If errors occur in conventional networks, clients can be notified immediately to handle the error appropriately. In opportunistic networks, this is not necessarily possible due to potentially poor network conditions. Thus, OPPLOAD handles three classes of error. The first error class is a task execution error. These errors occur during the execution of the task itself. The offloaded task can implement error and exception handling on its own and provide error messages and stack traces, which OPPLOAD will deliver to the client. The second error class is a worker selection error. These errors occur if the execution of a task was successful, but a worker cannot find a subsequent worker during the assignment. The third error class is a worker calling error. These errors can occur in different situations, such as when the worker is no longer capable to execute the task or if it is not offering the service and was called by mistake in AoT mode. Error handling for these errors depends on the addressing mode. If the worker on which the error occurred was selected in JiT mode, it will inform the prior worker about the error, which will retry to assign the task to a capable worker one more time. If the second try also fails or the worker was chosen in AoT mode, the client will be informed about the error using the same communication mechanisms as before. The client is then responsible to handle the error appropriately. After an offloaded task finishes or an error occurs, OPPLOAD will clean up all involved files and bundles across all workers to save storage.

Iv Implementation

We implemented OPPLOAD based on the bundle store implementation, Rhizome, of the Serval Mesh [18], which uses a simple epidemic DTN routing protocol. OPPLOAD is written in Python and uses Rhizome’s RESTful API for handling all network-related duties. In previous work, we have conducted an in-depth evaluation of Serval in various experiments with different network setups and usage patterns [3].

Iv-a Offering a Service

Workers offer a service by a name, an arbitrary number of parameters, and an executable that should be executed on the worker. Any executable that runs on the underlying operating system can be used, e.g., Python programs, or compiled binaries. Every worker periodically publishes the definitions of its services, and clients will then use these offers for the JiT worker assignment. In addition to the service offers, workers also announce their capabilities as key-value pairs that are published together with the service offers to reduce the network overhead.

Iv-B Executing a Workflow

To execute a workflow, a user splits it into tasks to be executed across multiple workers. All tasks have to be described in a workflow description containing the desired worker (either AoT or JiT), the name of the task, and all required parameters, for each task. A workflow description must include at least one task. This workflow description has to be provided to the OPPLOAD client that handles the remaining parts transparently.

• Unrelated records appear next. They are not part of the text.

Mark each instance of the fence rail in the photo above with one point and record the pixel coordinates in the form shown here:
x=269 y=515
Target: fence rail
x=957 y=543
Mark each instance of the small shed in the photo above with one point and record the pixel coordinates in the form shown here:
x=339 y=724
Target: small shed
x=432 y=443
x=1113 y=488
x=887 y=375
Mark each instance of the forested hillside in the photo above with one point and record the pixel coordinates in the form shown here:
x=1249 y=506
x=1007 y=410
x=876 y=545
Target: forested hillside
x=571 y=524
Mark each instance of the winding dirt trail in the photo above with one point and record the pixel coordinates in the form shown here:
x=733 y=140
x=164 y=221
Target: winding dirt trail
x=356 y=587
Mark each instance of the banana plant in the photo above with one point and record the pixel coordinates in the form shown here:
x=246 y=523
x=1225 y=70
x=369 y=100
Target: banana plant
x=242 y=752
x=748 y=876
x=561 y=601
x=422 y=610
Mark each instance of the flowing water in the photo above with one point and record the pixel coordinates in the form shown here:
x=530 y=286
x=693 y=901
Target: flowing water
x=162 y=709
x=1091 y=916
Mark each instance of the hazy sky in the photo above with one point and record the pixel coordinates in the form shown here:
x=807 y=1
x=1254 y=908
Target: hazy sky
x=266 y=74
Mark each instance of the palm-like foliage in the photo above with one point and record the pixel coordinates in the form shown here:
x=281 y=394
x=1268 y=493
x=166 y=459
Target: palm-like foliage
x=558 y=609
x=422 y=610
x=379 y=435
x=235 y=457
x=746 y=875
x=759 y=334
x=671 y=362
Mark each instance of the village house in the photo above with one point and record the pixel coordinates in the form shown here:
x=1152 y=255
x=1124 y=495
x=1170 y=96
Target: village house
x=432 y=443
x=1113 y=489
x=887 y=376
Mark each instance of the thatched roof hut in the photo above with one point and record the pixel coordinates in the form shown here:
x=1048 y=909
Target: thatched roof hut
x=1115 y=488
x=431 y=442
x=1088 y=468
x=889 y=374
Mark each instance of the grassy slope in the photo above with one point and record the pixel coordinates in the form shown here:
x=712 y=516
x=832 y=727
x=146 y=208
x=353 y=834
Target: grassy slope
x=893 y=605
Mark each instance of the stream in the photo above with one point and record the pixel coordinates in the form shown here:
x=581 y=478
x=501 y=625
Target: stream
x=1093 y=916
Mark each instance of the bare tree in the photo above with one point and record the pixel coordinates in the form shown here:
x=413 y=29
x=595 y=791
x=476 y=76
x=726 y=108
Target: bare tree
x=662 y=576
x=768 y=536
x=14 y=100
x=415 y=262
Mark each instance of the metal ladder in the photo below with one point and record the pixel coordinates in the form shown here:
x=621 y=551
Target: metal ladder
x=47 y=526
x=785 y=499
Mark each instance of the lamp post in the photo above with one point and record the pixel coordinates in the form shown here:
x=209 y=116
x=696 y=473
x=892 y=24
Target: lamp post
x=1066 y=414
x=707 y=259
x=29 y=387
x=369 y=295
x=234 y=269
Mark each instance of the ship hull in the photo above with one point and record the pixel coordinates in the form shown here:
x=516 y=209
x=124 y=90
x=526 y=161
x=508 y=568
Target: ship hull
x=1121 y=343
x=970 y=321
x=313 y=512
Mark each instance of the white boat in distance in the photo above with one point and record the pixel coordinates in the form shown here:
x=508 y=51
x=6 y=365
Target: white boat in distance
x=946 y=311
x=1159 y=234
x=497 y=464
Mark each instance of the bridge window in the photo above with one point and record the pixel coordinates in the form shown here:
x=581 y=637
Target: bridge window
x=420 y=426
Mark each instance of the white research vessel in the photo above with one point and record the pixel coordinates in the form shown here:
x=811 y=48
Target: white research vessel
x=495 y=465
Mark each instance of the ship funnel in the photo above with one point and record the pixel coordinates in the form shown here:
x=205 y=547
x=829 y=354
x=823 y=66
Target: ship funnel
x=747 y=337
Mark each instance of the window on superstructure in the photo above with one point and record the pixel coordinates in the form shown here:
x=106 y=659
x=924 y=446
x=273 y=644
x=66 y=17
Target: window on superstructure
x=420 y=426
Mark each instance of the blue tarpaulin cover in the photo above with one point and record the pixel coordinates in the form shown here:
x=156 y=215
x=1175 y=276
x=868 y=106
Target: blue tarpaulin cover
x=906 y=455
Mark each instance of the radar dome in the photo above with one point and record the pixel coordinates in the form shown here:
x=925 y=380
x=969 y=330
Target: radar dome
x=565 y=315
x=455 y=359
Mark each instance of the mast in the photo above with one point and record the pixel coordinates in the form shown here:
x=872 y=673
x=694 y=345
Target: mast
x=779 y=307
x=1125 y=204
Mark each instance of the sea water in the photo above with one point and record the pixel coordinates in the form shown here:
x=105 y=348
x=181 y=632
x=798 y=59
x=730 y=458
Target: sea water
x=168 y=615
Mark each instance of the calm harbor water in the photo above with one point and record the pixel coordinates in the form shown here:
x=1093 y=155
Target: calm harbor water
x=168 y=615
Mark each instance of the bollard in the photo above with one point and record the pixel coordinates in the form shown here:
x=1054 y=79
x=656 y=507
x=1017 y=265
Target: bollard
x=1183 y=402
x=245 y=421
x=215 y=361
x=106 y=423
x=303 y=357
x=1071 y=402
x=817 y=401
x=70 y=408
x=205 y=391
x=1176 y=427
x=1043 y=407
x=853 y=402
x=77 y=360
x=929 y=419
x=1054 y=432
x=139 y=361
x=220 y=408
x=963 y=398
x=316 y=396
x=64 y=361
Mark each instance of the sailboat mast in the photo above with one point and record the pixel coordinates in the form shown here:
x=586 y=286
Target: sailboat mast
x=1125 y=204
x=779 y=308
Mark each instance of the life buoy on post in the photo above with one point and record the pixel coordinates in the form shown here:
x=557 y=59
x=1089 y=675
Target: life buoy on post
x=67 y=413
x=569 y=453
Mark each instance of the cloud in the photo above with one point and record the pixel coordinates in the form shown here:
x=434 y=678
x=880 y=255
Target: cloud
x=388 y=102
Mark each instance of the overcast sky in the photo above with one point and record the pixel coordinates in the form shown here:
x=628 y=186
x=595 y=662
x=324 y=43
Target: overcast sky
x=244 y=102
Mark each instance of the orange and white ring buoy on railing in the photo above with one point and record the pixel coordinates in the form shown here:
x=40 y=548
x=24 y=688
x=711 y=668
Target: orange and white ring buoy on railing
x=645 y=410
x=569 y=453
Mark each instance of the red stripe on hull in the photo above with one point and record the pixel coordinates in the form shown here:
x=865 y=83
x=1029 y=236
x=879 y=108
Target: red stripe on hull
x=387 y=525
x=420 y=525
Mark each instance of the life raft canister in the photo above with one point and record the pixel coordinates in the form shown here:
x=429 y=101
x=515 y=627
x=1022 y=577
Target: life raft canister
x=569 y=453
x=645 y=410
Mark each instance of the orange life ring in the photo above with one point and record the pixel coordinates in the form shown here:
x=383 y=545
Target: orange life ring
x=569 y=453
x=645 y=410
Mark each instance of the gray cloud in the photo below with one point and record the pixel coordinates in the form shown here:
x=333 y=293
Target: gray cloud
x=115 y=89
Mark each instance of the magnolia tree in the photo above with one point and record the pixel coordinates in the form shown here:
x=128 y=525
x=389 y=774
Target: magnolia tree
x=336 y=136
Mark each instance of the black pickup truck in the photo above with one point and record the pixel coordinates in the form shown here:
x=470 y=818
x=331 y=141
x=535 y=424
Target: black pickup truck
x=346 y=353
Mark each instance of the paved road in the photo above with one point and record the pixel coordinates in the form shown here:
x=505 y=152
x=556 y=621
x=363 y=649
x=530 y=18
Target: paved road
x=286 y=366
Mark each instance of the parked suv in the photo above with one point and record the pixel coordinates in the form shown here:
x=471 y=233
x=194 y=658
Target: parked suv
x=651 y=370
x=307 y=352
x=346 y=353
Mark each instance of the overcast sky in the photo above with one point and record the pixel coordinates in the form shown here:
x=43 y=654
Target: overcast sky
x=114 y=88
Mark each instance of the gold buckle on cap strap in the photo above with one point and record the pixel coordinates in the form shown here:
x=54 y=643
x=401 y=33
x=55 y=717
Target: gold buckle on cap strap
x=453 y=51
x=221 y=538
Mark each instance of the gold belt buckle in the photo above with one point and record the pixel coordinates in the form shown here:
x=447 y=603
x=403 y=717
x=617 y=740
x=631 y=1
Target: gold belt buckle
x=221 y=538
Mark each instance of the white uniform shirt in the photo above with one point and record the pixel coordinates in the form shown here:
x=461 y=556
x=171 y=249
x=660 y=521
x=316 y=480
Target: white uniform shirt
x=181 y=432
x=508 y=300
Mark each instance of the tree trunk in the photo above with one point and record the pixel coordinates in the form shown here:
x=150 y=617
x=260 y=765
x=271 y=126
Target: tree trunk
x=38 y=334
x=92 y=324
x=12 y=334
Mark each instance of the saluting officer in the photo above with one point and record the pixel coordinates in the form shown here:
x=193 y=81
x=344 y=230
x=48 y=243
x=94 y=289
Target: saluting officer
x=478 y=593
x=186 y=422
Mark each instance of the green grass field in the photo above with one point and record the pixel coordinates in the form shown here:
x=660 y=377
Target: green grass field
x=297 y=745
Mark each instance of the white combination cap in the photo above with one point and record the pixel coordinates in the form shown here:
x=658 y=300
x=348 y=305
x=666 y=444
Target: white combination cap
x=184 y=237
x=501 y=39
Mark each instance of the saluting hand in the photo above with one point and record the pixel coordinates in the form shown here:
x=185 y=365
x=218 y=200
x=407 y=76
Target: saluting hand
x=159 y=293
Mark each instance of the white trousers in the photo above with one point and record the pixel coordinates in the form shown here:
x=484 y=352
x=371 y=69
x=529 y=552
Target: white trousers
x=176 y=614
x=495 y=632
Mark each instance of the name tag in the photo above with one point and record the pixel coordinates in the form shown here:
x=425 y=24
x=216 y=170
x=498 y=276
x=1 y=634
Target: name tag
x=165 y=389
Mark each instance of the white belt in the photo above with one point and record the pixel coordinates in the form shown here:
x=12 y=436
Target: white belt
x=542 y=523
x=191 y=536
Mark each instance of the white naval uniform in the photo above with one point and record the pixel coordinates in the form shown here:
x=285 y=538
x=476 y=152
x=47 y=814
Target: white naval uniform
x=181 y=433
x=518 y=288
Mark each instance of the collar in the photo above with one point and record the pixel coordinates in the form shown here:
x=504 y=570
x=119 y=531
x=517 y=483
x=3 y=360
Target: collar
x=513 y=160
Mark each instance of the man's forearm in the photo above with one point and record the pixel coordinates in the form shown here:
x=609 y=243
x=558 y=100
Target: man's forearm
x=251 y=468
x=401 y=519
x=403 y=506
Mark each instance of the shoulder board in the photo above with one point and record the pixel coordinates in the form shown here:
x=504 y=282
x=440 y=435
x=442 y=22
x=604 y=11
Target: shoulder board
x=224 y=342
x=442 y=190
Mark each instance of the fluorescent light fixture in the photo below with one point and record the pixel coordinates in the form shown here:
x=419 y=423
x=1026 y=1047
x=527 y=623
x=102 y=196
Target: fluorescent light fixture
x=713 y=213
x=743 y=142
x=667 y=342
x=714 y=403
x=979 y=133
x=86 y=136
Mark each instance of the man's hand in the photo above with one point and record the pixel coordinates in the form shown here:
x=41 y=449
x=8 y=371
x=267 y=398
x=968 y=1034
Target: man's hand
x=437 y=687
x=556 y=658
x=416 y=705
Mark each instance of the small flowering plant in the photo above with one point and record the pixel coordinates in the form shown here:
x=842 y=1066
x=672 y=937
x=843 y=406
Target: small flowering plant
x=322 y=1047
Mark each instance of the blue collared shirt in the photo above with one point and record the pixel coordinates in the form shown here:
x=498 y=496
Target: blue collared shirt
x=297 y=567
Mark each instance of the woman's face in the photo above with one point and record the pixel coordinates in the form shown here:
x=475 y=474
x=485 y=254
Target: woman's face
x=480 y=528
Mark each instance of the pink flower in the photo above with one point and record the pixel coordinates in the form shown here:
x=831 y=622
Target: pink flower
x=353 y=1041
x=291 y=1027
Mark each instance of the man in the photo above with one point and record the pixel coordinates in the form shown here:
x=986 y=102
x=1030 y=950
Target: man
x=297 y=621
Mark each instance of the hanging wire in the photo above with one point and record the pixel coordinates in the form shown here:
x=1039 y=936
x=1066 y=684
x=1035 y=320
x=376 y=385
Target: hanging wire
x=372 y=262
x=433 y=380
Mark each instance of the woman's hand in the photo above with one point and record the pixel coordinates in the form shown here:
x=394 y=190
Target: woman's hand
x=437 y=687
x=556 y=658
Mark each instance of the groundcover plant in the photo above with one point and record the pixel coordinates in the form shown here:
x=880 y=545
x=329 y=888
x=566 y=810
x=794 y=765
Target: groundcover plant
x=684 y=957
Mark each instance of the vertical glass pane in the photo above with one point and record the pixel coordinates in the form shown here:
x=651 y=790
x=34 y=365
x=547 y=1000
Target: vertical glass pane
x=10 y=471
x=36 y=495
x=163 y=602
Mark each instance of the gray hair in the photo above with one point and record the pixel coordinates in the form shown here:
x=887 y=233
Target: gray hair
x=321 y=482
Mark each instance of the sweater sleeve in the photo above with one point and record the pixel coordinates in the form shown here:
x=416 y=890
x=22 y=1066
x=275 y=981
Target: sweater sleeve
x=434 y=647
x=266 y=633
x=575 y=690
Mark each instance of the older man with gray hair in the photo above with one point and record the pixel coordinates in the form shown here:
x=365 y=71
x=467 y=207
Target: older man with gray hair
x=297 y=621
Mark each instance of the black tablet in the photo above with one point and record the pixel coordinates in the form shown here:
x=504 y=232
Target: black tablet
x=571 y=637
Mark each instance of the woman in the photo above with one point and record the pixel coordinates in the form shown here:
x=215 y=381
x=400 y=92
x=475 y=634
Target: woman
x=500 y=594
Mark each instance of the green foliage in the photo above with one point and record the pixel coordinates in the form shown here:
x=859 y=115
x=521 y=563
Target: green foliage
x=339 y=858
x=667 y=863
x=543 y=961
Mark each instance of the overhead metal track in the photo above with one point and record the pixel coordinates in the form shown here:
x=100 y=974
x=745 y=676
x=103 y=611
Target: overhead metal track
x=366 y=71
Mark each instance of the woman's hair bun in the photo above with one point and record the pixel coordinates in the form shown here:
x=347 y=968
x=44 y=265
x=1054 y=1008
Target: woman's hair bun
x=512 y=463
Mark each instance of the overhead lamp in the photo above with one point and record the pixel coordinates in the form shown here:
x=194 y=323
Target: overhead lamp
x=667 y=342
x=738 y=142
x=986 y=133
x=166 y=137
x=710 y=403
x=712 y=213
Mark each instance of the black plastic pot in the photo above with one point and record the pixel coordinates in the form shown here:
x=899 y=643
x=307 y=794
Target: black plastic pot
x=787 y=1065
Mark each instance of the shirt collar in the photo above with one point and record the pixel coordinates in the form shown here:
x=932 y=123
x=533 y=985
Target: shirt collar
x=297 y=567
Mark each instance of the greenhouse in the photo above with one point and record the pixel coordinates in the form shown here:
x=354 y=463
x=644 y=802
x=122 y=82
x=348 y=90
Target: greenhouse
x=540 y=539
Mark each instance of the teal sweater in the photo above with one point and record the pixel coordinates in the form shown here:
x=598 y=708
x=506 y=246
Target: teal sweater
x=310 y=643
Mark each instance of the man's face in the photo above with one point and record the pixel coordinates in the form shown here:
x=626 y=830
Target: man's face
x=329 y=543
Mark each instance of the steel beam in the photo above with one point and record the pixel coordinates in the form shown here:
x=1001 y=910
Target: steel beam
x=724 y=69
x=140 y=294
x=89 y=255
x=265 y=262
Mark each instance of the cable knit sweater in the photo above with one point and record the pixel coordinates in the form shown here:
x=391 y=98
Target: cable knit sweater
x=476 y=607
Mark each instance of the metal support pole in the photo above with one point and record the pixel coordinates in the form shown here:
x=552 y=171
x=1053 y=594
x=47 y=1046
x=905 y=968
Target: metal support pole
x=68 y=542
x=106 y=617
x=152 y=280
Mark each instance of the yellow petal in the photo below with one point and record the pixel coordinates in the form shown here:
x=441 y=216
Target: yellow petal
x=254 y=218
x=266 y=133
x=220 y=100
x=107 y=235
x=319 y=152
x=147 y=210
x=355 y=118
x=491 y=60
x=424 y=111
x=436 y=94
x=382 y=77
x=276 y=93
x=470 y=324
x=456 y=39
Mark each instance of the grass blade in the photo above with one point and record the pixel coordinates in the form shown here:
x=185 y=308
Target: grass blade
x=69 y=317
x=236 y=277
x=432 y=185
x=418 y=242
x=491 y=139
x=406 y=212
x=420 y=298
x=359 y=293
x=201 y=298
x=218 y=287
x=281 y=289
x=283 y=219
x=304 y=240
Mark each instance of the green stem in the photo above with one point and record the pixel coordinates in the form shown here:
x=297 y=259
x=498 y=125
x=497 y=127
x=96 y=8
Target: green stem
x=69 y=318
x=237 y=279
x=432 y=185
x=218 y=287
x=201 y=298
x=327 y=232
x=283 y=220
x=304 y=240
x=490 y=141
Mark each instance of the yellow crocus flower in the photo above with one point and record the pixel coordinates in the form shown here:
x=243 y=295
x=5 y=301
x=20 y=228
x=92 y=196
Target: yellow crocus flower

A workflow description has the following form. First, a task has to be assigned to a worker, which can be an address for AoT mode or a placeholder indicating that JiT mode should be used. Then, the name of the service to be executed has to be given, followed by all parameters. Using another placeholder indicates that the output of a task should be the input for the next task. Each task can only have one result, and the placeholder is allowed only once per task. Finally, a task can have requirements that are only used during assignment for this particular task. After specifying the workflow, OPPLOAD will assign a worker to the first task, if applicable. The first step is to rank all workers, which is based on the requirements, as introduced in Section III-D. For each metric, a weighted rank is calculated and summed up, using the weight and the requirements as well as the worker’s capability for the particular metric. Workers are sorted based on their ranking, and a random worker is selected based on the folded normal distribution with location parameter and scale parameter . All files required for a task, the workflow description itself, and task results or errors will be packed into an archive that will be sent as an encrypted bundle to the selected worker. By packing everything in a single archive, fragmentation in transmission is avoided, and a worker is guaranteed to have everything required for processing the task.

When the offloaded task arrives, the worker starts preprocessing by unpacking the archive and parsing the workflow description. It will check whether it is capable of executing the assigned task, since the capabilities could have changed during the transmission due to network delays. If the worker is capable, the service will be executed. After the service finishes, the worker will replace the parameter placeholder of the next task in the description with the result of its execution. Finally, the worker assigns a next worker if required, packs everything into an archive, and passes it on.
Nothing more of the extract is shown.